華沙猶太博物館讓歷史不再蒙塵

資料來源:紐約時報中文網2013/4/20報導

本週,在位於華沙的新猶太博物館的入口處,波蘭的首席拉比(rabbi)為一尊不尋常的雕塑舉行了揭幕儀式:這是一塊古老的中空磚,上面只刻了一個希伯來字母。

這塊磚是對傳統門柱聖卷匣加以想像的再造,門柱聖卷是猶太人掛在自家門口表明信仰的一個標誌。這塊磚來自那列夫基大街(Nalewki Street)一棟被拆毀的出租屋,那列夫基大街曾是華沙猶太人聚居地的重要組成部分,而這塊磚正是猶太人和波蘭人關係恰如其分的寫照:歷經劫難、長埋於地下、直到最近才被挖掘出來。

在上週五舉行的華沙猶太區起義70週年紀念活動上,來自全球各地的政要匯聚此地,他們會發現,規模宏偉的博物館讓莊嚴的猶太隔離區起義紀念碑(Monument to the Ghetto Heroes)相形見絀,華沙從一個黑暗沉悶的後共產主義城市變成了活力四射的中歐之都,而這座耀眼的博物館正是這種轉型的見證。

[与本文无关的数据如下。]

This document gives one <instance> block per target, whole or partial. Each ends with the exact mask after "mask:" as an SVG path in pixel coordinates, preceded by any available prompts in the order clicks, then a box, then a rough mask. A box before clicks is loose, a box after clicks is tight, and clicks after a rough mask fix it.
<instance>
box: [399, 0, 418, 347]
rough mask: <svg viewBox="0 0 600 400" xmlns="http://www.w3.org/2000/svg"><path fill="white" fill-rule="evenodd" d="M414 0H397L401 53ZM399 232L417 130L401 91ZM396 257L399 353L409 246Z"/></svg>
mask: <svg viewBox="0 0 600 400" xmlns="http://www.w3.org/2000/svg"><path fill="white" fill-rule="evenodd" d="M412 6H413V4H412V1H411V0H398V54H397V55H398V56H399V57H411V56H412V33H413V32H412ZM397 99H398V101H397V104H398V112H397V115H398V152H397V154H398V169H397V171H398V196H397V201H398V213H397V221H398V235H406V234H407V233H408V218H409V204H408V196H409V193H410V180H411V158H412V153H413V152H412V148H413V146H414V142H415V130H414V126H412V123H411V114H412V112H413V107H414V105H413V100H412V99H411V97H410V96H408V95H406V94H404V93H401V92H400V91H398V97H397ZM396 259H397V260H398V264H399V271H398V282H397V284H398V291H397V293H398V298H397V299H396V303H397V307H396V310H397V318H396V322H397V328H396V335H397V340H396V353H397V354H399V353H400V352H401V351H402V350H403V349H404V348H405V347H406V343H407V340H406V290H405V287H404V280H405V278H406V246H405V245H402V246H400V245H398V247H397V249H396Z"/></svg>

在臨近的德國,與猶太人的關係也許存在問題,可是卻要簡單得多。德國社會已接受納粹犯下的種族滅絕為集體罪責,認定猶太人是受害者。可是,在幾個世紀的被征服、被分裂和被佔領後,波蘭的民族認同也和該民族的受害者身份緊緊聯繫起來。

華沙的市政領導人都有一種強烈的感受,即波蘭只有承認了過去的猶太曆史,才能從20世紀的精神創傷中完全恢復,而這座博物館被視為承認歷史的重要一步。首席拉比邁克爾·斯胡德里希(Michael Schudrich)在新的波蘭猶太人歷史博物館(Museum of the History of Polish Jews)接受採訪時表示,「猶太記憶正變成波蘭記憶的一部分,我們所處的這棟建築就是這一點的最佳示範。」

第二次世界大戰(World War II)爆發時,大約有330萬猶太人居住在波蘭。2011年進行的最近一次人口普查顯示,僅有7508人承認自己是猶太人,這比2002年有1133人承認自己是猶太人已是一大飛躍。

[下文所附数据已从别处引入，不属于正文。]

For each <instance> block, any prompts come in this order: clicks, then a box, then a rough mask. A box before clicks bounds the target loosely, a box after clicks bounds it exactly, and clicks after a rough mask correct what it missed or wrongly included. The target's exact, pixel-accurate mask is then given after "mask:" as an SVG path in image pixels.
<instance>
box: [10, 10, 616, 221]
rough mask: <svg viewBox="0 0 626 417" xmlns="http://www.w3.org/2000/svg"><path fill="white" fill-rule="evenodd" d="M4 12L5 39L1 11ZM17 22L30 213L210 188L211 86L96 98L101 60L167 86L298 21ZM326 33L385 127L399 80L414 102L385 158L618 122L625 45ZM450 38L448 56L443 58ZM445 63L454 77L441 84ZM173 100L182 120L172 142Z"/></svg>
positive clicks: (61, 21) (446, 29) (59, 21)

博物館外立面為玻璃幕牆,內部有一條貫通前後的曲線形走廊,幾乎像一座自然界的峽谷,博物館的建築師把它比作分開的紅海。對木質猶太教堂彩繪天花板纖毫畢現的再現已經完成,不過,從光禿禿的水泥地上伸出的一卷卷電纜,還在等著被接入尚未安裝的多媒體顯示器。

儘管博物館記載了長達幾個世紀的波蘭猶太人歷史,可是,這個工程不是猶太人單獨完成的。波蘭政府、猶太人組織和私人捐助者攜手籌集了約1億美元(約合6.23億元人民幣)。華沙市免費提供了土地,並和中央政府一起支付了博物館的建設費用。波蘭猶太曆史研究所協會(Association of the Jewish Historical Institute of Poland)為常設展覽籌集了資金,本週的試營業開始時,常設展覽還沒有就位,不過,明年就能到位。

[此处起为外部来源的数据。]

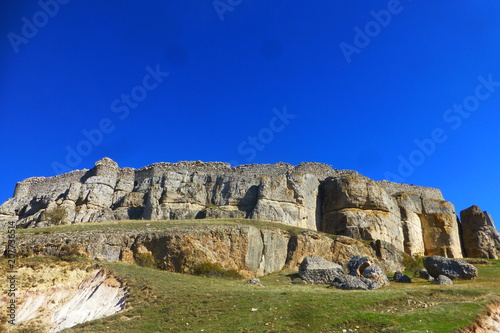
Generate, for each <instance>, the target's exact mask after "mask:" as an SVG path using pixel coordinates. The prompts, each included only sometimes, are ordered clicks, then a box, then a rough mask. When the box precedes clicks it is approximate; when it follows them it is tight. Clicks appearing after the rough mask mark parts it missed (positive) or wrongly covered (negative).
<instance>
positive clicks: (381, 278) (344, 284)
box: [331, 256, 390, 290]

文化部長在這家博物館的聯絡人瓦爾德馬·東布羅夫斯基(Waldemar Dabrowski)說,「從經濟上說,我們不再是一個貧窮的國家。從道德角度,我們有做此事的能力,說明我們是個健康的社會。」

許多大額捐款都來自於美國組織及個人,波蘭首富簡·庫奇科(Jan Kulczyk)也於去年夏天捐贈了640萬美元,庫奇科不是猶太人。他說,「猶太民族和波蘭民族走到一起來,展望同一個方向,這對我們,對波蘭乃至整個世界來說,都是極好的事情。」庫奇科在全球持有的資產涉及石油、房地產及啤酒產業。

此事也並非一直都很容易。曾有人提議,要在同一座廣場上樹立一座紀念碑,緬懷那些在大屠殺中冒著生命危險保護猶太人的波蘭人。這項提議引發了激烈反對。研究大屠殺的學者芭芭拉·恩格爾金(Barbara Engelking)在波蘭主要報紙《選舉報》(Gazeta Wyborcza)上撰文稱,「華沙的這一小塊地方屬於猶太人,不能這樣擅自動用。」

最近一次調查訪問了1250名華沙的中學生,問他們波蘭人和猶太人誰在戰爭中受苦更多。近一半受訪者(44%),表示波蘭人和猶太人受苦一樣多。28%回答,是猶太人;25%回答波蘭人。

對於納粹在被佔領的波蘭領土上建造死亡集中營的決定,波蘭人尤其敏感。1970年,德國前總理維利·勃蘭特(Willy Brandt)訪問華沙時,在猶太隔離區起義紀念碑前下跪。

這個門柱聖卷匣的設計者,是23歲的馬切伊·布蘭達(Maciej Bulanda)和他的父親。馬切伊的祖母是猶太人,他從少年時就對祖母很好奇,得知祖母有三個兄弟在大屠殺中死去,並在羅茲發現了他們的兩座墳墓。

布蘭達談到,波蘭青年挖掘自身猶太曆史的興趣日益濃厚。他說,「我們父母那一代人沒有勇氣、意識或興趣挖掘這些事。我們成長的世界卻與他們完全不同。」

這也不意味著這一切都很容易。上述有關猶太人和波蘭人誰受苦更多的調查也發現,61%的受訪學生表示,如果知道戀人是猶太人,「會不高興」,45%的受訪者稱不願意家裡有猶太人。

布蘭達說,「7歲的孩子在院子裡踢足球,打起架來,就會有人用『吉普賽人』或『猶太人』來罵人。」

博物館宣佈要開展門柱聖卷設計比賽後,布蘭達在家人吃晚餐時說要參賽。他的建築師父親安傑伊(Andrzej)想出了要用磚頭。

他們用城市的老地圖,找出了過去那列夫基大街所在的地點 ,並在一座公園裡進行了挖掘。那座公園曾是那列夫基大街10號和12號的地基,或是兩棟房子之間牆壁的地基。

門柱聖卷公佈後,猶太曆史研究所協會主席皮奧特·韋斯利茨基(Piotr Wislicki)在博物館的禮堂裡對聽眾說:「小時候,聽到人說『猶太人』這個詞,我都會害怕得不敢抬頭,有逃跑的衝動。青年時代,我只告訴了最親密的朋友,讓他們發誓保密。」